Somraj Gautam

Results on one database which was not used in the paper

New Dataset- Weather Dataset: - https://www.kaggle.com/datasets/vijaygiitk/multiclass-weather-dataset

In [None]:
!pip install -q kaggle

In [None]:
from google.colab import files
files.upload()

Saving kaggle.json to kaggle.json


{'kaggle.json': b'{"username":"somraj09","key":"997d1ba4e8a48a85fa75bb9e7f1ec34e"}'}

In [None]:
!mkdir ~/.kaggle
!cp kaggle.json ~/.kaggle/
!chmod 600 ~/.kaggle/kaggle.json

mkdir: cannot create directory ‘/root/.kaggle’: File exists


In [None]:
!kaggle datasets download -d vijaygiitk/multiclass-weather-dataset

Downloading multiclass-weather-dataset.zip to /content
 98% 132M/134M [00:01<00:00, 79.5MB/s]
100% 134M/134M [00:01<00:00, 78.4MB/s]


In [None]:
!unzip /content/multiclass-weather-dataset.zip

In [None]:
import numpy as np
import torchvision
import argparse
from torch.utils import data
import torch.nn as nn
import math
import torch
from torch.nn.functional import normalize
from torchvision.models.resnet import Bottleneck, BasicBlock, conv1x1
import cv2
from sklearn import metrics
import os
import copy

### Function for saving the model at different epochs

In [None]:
def save_model(args, model, optimizer, current_epoch):
    out = os.path.join('/content/Model', "checkpoint_{}.tar".format(current_epoch))
    state = {'net': model.state_dict(), 'optimizer': optimizer.state_dict(), 'epoch': current_epoch}
    torch.save(state, out)

### For calculating loss

In [None]:
class InstanceLoss(nn.Module):
    def __init__(self, batch_size, temperature, device):
        super(InstanceLoss, self).__init__()
        self.batch_size = batch_size
        self.temperature = temperature
        self.device = device

        self.mask = self.mask_correlated_samples(batch_size)
        self.criterion = nn.CrossEntropyLoss(reduction="sum")

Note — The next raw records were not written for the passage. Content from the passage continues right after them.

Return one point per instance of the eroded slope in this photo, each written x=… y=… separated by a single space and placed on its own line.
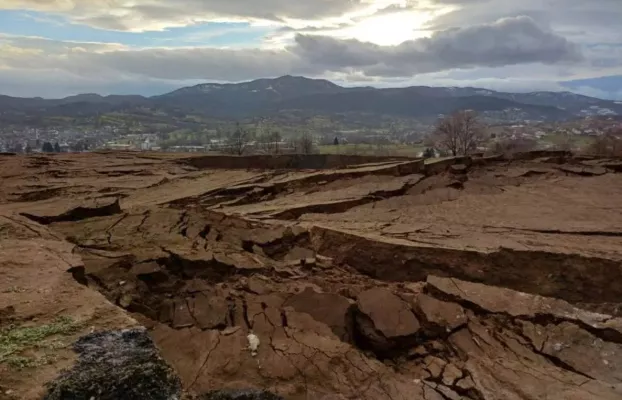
x=461 y=279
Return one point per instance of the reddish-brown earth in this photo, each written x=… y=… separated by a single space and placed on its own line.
x=481 y=279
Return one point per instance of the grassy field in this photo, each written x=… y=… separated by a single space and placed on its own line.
x=400 y=150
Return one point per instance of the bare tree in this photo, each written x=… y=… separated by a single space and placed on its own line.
x=305 y=143
x=459 y=133
x=275 y=138
x=238 y=140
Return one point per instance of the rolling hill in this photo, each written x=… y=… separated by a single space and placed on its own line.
x=265 y=97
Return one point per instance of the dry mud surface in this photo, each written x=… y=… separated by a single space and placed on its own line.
x=481 y=279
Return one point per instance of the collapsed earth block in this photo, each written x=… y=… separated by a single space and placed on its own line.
x=471 y=278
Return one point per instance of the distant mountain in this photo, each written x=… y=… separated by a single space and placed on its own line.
x=265 y=97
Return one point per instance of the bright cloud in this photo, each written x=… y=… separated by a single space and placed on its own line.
x=108 y=45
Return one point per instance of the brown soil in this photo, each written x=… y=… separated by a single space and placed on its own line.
x=464 y=278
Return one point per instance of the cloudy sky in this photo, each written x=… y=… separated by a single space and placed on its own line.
x=54 y=48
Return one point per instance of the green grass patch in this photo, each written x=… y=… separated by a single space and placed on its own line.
x=395 y=150
x=16 y=340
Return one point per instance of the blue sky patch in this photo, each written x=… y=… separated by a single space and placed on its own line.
x=29 y=23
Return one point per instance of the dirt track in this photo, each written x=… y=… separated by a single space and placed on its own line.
x=459 y=279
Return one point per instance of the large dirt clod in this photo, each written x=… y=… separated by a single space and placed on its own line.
x=116 y=365
x=469 y=278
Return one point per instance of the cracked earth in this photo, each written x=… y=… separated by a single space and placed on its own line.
x=481 y=279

    def mask_correlated_samples(self, batch_size):
        N = 2 * batch_size
        mask = torch.ones((N, N))
        mask = mask.fill_diagonal_(0)
        for i in range(batch_size):
            mask[i, batch_size + i] = 0
            mask[batch_size + i, i] = 0
        mask = mask.bool()
        return mask

    def forward(self, z_i, z_j):
        N = 2 * self.batch_size
        z = torch.cat((z_i, z_j), dim=0)

        sim = torch.matmul(z, z.T) / self.temperature
        sim_i_j = torch.diag(sim, self.batch_size)
        sim_j_i = torch.diag(sim, -self.batch_size)

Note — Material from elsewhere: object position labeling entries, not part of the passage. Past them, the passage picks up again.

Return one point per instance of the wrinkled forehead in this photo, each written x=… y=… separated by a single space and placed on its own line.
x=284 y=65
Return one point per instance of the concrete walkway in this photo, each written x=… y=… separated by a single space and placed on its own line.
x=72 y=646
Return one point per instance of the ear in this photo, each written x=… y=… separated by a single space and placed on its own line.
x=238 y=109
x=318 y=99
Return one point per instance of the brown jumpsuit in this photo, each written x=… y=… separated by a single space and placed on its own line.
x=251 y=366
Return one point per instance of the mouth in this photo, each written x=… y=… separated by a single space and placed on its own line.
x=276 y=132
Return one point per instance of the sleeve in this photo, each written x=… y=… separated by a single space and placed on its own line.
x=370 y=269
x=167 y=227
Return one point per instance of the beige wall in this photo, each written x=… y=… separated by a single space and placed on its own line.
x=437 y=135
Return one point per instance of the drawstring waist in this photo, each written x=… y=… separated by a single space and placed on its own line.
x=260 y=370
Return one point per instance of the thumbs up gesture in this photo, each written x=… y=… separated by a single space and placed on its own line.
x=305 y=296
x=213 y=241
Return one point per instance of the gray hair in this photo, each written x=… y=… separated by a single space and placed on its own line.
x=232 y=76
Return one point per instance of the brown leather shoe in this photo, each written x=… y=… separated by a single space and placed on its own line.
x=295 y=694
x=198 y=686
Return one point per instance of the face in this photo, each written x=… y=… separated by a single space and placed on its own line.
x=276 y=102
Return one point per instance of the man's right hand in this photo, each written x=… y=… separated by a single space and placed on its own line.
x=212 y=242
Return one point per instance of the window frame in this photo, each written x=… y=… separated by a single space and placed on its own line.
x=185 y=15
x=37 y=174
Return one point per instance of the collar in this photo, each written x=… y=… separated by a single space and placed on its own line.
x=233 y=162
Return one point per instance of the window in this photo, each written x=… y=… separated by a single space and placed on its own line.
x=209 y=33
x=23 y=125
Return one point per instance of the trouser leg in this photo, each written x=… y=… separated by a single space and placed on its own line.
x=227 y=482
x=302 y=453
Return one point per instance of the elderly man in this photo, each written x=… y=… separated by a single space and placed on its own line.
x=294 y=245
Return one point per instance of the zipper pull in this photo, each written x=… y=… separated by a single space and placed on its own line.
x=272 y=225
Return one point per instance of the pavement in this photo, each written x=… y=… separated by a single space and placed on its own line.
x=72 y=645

        positive_samples = torch.cat((sim_i_j, sim_j_i), dim=0).reshape(N, 1)
        negative_samples = sim[self.mask].reshape(N, -1)

        labels = torch.zeros(N).to(positive_samples.device).long()
        logits = torch.cat((positive_samples, negative_samples), dim=1)
        loss = self.criterion(logits, labels)
        loss /= N

        return loss


class ClusterLoss(nn.Module):
    def __init__(self, class_num, temperature, device):
        super(ClusterLoss, self).__init__()
        self.class_num = class_num
        self.temperature = temperature
        self.device = device

        self.mask = self.mask_correlated_clusters(class_num)
        self.criterion = nn.CrossEntropyLoss(reduction="sum")
        self.similarity_f = nn.CosineSimilarity(dim=2)

    def mask_correlated_clusters(self, class_num):
        N = 2 * class_num
        mask = torch.ones((N, N))
        mask = mask.fill_diagonal_(0)
        for i in range(class_num):
            mask[i, class_num + i] = 0
            mask[class_num + i, i] = 0
        mask = mask.bool()
        return mask

    def forward(self, c_i, c_j):
        p_i = c_i.sum(0).view(-1)
        p_i /= p_i.sum()
        ne_i = math.log(p_i.size(0)) + (p_i * torch.log(p_i)).sum()
        p_j = c_j.sum(0).view(-1)
        p_j /= p_j.sum()
        ne_j = math.log(p_j.size(0)) + (p_j * torch.log(p_j)).sum()
        ne_loss = ne_i + ne_j

        c_i = c_i.t()
        c_j = c_j.t()
        N = 2 * self.class_num
        c = torch.cat((c_i, c_j), dim=0)

        sim = self.similarity_f(c.unsqueeze(1), c.unsqueeze(0)) / self.temperature
        sim_i_j = torch.diag(sim, self.class_num)
        sim_j_i = torch.diag(sim, -self.class_num)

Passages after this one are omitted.